Hierarchical Instrumented Tracing with Logback

TL;DR

I've upgraded the instrumentation code in logback-bytebuddy to add trace ids and span ids, so you can see the parent/child relationship between traces. This can be sent to Honeycomb to visualize the trace automatically.

For example, you can instrument the JSSE trust manager code:

Trust Manager

Or see what happens inside a Play ActionBuilder:

ActionBuilder

Here's the documentation.

Overview

This is an combination of Tracing With Logback and Honeycomb and Tracing 3rd Party Code. There really isn't a difference between tracing and logging: it's just about adding in a couple of extra fields.

With that in mind, adding in tracing is as simple as adding a stack of spans to a ThreadLocal and then pushing and popping as you enter and exit instrumented methods. Most of the work done has been in figuring out the configuration and pulling out as much information as possible – for example, the line number and source file is now pulled from the bytecode so that Logback doesn't have to fill in a stack trace for caller data.

From there, you can identify hotspots in code without adding a full-on profiler, by identifying the hotspot and code flow.
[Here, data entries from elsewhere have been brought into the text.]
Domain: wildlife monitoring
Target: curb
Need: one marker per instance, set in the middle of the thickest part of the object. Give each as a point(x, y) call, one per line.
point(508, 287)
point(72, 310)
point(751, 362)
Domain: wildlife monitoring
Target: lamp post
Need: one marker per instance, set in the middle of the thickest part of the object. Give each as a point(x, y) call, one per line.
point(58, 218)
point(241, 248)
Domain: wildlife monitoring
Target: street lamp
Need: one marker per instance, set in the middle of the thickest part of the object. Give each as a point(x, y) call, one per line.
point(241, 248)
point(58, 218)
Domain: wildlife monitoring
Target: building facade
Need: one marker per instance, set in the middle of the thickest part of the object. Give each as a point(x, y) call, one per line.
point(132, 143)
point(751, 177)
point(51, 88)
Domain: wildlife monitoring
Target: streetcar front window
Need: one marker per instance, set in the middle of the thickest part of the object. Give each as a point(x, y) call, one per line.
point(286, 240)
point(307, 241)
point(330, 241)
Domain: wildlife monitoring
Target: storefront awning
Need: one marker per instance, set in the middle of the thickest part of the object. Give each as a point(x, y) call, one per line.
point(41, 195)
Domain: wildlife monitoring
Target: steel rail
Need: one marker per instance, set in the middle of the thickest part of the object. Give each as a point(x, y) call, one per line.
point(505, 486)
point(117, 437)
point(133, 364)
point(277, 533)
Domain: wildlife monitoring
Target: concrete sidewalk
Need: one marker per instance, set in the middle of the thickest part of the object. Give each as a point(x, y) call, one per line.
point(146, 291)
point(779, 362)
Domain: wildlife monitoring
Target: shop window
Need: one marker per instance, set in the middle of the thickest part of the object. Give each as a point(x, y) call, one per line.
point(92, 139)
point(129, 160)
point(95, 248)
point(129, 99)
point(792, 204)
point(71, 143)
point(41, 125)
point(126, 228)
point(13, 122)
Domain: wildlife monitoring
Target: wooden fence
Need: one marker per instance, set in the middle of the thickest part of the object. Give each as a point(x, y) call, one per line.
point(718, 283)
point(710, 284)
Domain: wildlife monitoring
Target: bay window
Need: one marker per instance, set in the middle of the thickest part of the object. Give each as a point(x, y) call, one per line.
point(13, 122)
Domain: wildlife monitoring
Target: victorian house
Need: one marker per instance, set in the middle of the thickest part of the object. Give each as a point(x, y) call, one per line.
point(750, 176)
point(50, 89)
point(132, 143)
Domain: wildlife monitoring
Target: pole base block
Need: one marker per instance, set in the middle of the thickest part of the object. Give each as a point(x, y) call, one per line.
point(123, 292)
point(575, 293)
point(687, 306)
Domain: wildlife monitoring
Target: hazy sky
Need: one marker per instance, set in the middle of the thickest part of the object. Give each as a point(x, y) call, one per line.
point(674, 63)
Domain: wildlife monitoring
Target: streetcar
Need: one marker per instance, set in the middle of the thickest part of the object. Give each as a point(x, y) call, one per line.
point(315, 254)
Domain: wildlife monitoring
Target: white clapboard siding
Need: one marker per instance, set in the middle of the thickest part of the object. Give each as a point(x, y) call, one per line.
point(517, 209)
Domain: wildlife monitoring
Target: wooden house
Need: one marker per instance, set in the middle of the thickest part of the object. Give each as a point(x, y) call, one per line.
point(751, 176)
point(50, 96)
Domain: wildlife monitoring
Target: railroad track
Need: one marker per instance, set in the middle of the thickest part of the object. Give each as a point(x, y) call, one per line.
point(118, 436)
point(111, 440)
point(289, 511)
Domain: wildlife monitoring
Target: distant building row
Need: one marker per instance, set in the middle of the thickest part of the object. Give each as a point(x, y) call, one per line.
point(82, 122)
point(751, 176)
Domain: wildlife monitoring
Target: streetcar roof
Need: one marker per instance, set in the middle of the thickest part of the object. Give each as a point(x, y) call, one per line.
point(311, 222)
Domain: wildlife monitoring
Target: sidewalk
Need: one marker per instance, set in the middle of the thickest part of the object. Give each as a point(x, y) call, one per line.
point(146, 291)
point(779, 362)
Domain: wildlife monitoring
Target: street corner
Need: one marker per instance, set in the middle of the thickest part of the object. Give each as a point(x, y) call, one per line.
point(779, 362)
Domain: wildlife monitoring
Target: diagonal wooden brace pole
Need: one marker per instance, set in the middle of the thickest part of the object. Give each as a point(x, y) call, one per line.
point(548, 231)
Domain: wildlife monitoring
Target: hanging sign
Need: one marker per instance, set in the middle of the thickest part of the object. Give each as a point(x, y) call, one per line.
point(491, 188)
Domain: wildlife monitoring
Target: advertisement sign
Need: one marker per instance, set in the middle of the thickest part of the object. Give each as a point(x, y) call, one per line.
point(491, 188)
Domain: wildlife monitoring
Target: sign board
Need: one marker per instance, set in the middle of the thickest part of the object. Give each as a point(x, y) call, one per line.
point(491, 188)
The instrumentation code has been upgraded so that you can add a service name and map functions under classes in logback.conf, and wildcards are now supported:

levels {
  sun.security.ssl = TRACE
  javax.net.ssl = TRACE
}

logback.bytebuddy {
  service-name = "example-jsse"

  tracing {
    "sun.security.ssl.X509TrustManagerImpl" = ["*"]
    "javax.net.ssl.SSLContext" = ["*"]
  }
}

Because this produces JSON in a format that Honeycomb recognizes, we can then send this data to Honeycomb and use it for visualization.

Pros and Cons

I'm a developer, and this is a developer tool. It solves several problems that developers have in observability, while integrating nicely into existing developer logging.

The biggest advantage is that you get development-free tracing. As opposed to Opentracing, there's no concept of tying a span to a request or other "unit of work" – it starts when entering the first method, and ends in the last. If you completely cover your classes, you'll get a complete trace, including input parameters and return values.

The second biggest advantage is that you can do full tracing, including duration time, of code that you didn't write. This won't cover everything – for example, it won't cover native methods – but it'll cover lots.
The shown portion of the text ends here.